The secrecy surrounding the lab, Dizio believes, stems from the location of the lab, its accessibility and NASA's defense work, which he noted does not involve the Graybiel lab. The cryptic basement location is due to a lack of other available options, and not an attempt at cover up. Special authorization is in fact needed to enter, but all research is published in "normal scientific journals" and available to the public.
"The front door is locked because there is a lot of expensive equipment. We have had to deal with vandalism," noted Dizio.
"Hundreds of Brandeis students have participated in our research projects over the years. I have no idea why students think it is a secret lab other than that many of us enjoy mysteries and intrigue," Lackner said.
Ivy League
Perhaps a nod to Brandeis' high level of academic excellence, many students mention the possibility of Ivy League connections.
Elenora Ziser '06 said she heard that Brandeis was supposedly offered the chance to be a member of the Ivy League and turned it down because such exclusivity went against the principles of Justice Louis D. Brandeis. Ziser noted that if the rumor is true, Brandeis most likely rejected the offer because of the implication that Brandeis would not be able to continue granting merit-based scholarships once joining the Ivy League.

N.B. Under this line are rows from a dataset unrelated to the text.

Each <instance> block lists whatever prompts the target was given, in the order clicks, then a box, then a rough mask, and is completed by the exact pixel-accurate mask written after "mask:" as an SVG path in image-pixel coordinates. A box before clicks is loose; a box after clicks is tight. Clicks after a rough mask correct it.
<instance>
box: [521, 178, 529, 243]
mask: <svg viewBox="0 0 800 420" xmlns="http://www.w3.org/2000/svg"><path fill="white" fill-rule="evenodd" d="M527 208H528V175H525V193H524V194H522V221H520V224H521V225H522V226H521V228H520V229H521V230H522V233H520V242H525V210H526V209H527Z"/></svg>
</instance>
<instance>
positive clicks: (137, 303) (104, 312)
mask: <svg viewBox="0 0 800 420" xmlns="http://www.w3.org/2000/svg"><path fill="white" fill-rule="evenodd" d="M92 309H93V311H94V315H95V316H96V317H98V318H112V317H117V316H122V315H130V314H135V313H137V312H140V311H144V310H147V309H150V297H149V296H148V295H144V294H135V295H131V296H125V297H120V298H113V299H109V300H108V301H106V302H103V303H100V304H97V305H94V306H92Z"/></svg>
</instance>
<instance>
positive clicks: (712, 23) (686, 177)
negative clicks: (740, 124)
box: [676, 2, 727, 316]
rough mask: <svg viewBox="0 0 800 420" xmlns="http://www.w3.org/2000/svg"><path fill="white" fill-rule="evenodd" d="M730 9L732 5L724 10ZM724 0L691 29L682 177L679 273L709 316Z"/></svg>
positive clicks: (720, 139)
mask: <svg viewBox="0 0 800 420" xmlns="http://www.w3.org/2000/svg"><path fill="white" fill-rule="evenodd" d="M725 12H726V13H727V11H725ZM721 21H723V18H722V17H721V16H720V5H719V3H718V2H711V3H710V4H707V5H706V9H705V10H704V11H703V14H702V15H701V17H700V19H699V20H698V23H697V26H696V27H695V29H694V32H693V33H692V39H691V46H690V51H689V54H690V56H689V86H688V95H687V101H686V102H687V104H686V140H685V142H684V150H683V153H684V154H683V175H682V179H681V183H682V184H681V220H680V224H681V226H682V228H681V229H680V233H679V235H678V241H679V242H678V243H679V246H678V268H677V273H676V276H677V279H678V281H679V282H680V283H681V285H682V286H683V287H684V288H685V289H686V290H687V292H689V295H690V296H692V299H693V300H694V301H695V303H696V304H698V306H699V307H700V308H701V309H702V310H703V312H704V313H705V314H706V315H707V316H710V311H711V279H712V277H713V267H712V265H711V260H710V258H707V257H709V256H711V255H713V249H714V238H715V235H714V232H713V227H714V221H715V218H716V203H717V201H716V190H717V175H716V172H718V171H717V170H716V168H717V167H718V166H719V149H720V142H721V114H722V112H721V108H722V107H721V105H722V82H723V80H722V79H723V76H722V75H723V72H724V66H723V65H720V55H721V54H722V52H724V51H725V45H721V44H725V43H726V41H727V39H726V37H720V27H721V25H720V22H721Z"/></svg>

"This myth seems highly unlikely and logically impossible. Army and Navy might possibly have been invited because there were longstanding athletic competitions among them and the Ivies." Cathy Fallon of the Office of Development, said.
The invitation is not very plausible, she continued, because Brandeis only had a football team for a brief time and by the time the Ivy League football division was in full swing in the 1960s, Brandeis football was no more.
"Nothing about the Ivy League appears in Sachar's book about the first 20 years of Brandeis. It is also unlikely because most of the Ivies are schools with over a 200 year history ... compared to them, Brandeis is a 'start-up," Fallon said.
"Wherever this myth might have come from, I can only imagine it was a piece of fiction or a dream!" Fallon said.